As Louis struggled into his overcoat, Jim decided to make one more pass at the stiff-handled pump. "What did You say your name was?" he threw out.

"Peterson. Louis Peterson." "Peterson." Pat nodded his head and smiled. "I had a notion all Greek names ended in the letter "s", he remarked. "Yahoo. Petropoulos in Greek. Peterson in English. Means same thing. Peterson. Louis Peterson."

"Louis, nice to know you. Come back again."

Looking in the window at the front of the station, Louis saw the agent sitting in the padded captain's chair, listening to the clacking of the telegraph. He had one earphone cocked over his right ear. The big Seth Thomas clock on the wall beside the telegraph desk advertised that the hours and minutes it ticked off were "Railway Time."

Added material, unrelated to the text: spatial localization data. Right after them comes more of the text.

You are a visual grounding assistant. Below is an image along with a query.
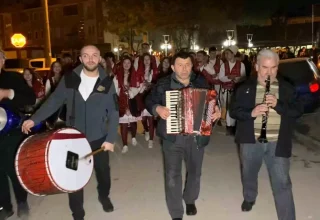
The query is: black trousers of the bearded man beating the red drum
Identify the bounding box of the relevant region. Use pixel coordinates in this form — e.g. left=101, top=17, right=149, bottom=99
left=69, top=138, right=111, bottom=219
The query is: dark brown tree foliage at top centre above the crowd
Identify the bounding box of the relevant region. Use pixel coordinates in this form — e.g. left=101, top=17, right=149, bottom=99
left=106, top=0, right=244, bottom=48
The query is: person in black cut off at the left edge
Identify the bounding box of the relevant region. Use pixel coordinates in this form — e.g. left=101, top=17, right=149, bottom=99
left=0, top=50, right=36, bottom=220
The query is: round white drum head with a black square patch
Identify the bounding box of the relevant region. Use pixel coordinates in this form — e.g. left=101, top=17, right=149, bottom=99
left=47, top=128, right=93, bottom=192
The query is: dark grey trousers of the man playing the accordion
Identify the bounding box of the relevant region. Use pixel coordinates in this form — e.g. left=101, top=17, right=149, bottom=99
left=162, top=135, right=204, bottom=218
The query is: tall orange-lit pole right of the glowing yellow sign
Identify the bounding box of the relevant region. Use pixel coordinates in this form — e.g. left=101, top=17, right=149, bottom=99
left=42, top=0, right=52, bottom=67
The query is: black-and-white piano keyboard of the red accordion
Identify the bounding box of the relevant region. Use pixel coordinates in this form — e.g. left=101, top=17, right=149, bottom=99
left=166, top=90, right=182, bottom=134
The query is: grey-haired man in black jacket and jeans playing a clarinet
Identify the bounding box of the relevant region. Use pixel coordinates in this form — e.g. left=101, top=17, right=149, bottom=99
left=230, top=49, right=303, bottom=220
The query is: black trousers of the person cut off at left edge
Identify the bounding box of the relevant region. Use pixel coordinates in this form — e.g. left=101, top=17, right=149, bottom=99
left=0, top=130, right=28, bottom=211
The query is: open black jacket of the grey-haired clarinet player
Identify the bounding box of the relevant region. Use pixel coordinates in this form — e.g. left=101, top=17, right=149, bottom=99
left=230, top=77, right=303, bottom=158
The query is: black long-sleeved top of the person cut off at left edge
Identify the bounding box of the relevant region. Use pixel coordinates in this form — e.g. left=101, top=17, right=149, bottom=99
left=0, top=70, right=36, bottom=113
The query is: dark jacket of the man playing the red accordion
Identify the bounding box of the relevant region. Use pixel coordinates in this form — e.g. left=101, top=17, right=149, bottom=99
left=146, top=73, right=210, bottom=147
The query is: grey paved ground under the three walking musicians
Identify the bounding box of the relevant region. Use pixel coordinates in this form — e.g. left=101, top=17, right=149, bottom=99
left=10, top=127, right=320, bottom=220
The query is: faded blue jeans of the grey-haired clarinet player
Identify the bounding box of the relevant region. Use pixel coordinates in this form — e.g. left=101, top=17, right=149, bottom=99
left=240, top=142, right=296, bottom=220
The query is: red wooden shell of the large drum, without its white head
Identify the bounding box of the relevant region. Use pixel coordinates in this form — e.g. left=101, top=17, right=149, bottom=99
left=15, top=128, right=93, bottom=196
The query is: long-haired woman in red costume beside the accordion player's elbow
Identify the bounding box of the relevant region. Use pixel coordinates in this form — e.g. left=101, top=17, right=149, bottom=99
left=137, top=53, right=158, bottom=148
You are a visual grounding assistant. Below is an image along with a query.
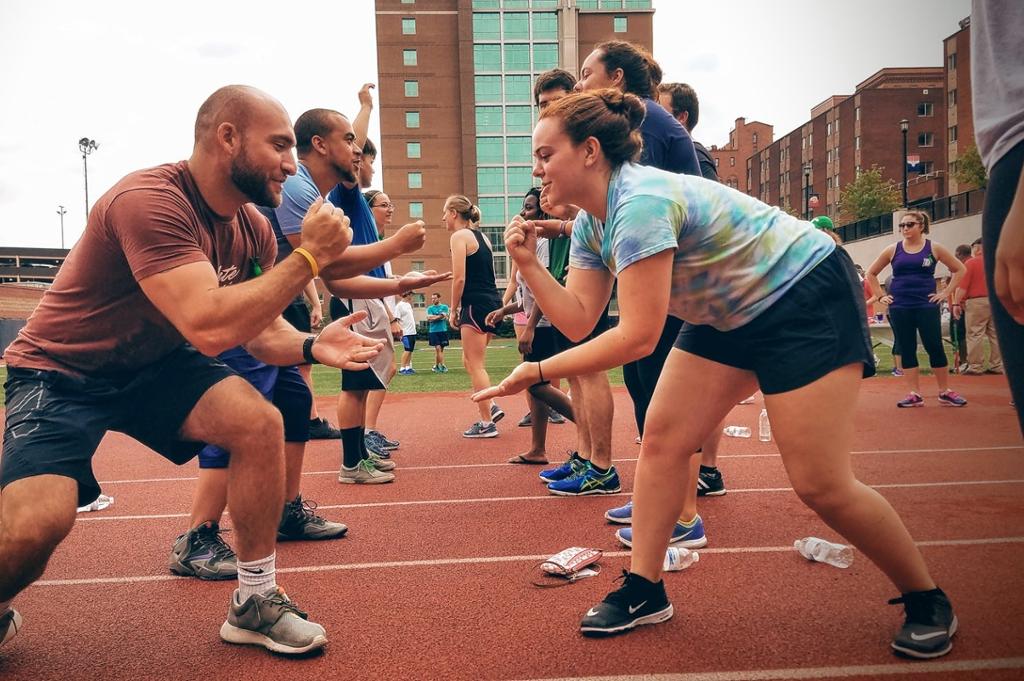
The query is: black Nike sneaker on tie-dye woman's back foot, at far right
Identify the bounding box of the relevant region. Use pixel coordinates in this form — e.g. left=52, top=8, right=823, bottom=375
left=889, top=589, right=957, bottom=659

Frank Hogan looked up as Louis opened the door of what he read was the Waiting room, and walked in. As he finished taking down the text off a telegram, Frank set down his headset and turned to the stranger.

"Good morning. Can I help you?"

"Morning. At the barber shop they say you might know who owns empty store beside the Bank of Montreal."

"Yes, Mr. Donaldson." "Donaldson." Louis repeated the name. "Know where I find him?"

Frank pointed straight across the tracks to the freight office, "Double house on the street right behind the freight office."

Louis thanked Frank Hogan and started across the tracks. He found Mr. Donaldson at home. "You own empty store beside Bank of Montreal?" "Yes, yes." Mr. Donaldson spoke eagerly.

"You want to rent it?" "Yes, yes, I'll rent it." "How much?" "Twenty-five dollars."

Louis stripped off twenty-five of his forty-two dollars and handed them over.

"You gonna run some kind of business in there?" Mr. Donaldson inquired. "Perhaps." "What kind?" "Small restaurant. Sandwiches, candies, chocolates, peanut brittle, ice cream. Lotsa dishwashing. Get ice cream from Ottawa Dairy. Mabee after while make ice cream too."

"Great idea. Almonte needs that. Good luck."

In the afternoon Louis ventured in through the "M" half of the entrance door of the Bank of Montreal. Mr. Plunkett, he saw, was the manager. Louis asked him for five hundred dollars.

"Five hundred dollars?"

Mr. Plunkett came near exploding. To restore his blood pressure to normal, he swiveled round in his chair, ran both hands along the side of his head to smooth out his hair and stared out the window to contemplate the side wall of the Penman Woollen Mill. It took two minutes before he trusted the pressure. But then he turned back to the bold young immigrant who had asked for the loan of the bank's money.

"Just how do you intend to put the money back if I loan you five hundred dollars?"

"Every day." "Every day?" Mr. Plunkett's pressure started again towards the critical.

"That's the only way I know how." The young immigrant explained.

Another minute passed. The swiveling time leveled off. "All right, I'll give you five hundred dollars." They shook hands. Louis left again by the "M" side of the big front doors.

He was in business in Almonte. He had a store on the main street. He's paid one month's rent. He had bank credit.

March 25th, 1919. Two-thirty in the afternoon. Snowing, just a little.

III

In the line-up for ice cream cones at Peterson's ice cream plant the Visitors are chattering and marveling at their discovery of this place.

Old Believers in the queue are more subdued. To them 1979 is the Year of the Jubilee, the diamond jubilee of keeping the faith with Louis, the ice cream man.

"Twas mere chance brought him here to Almonte one morning in March 1919.

It was the 25th of the month. By chance, it had snowed in the night.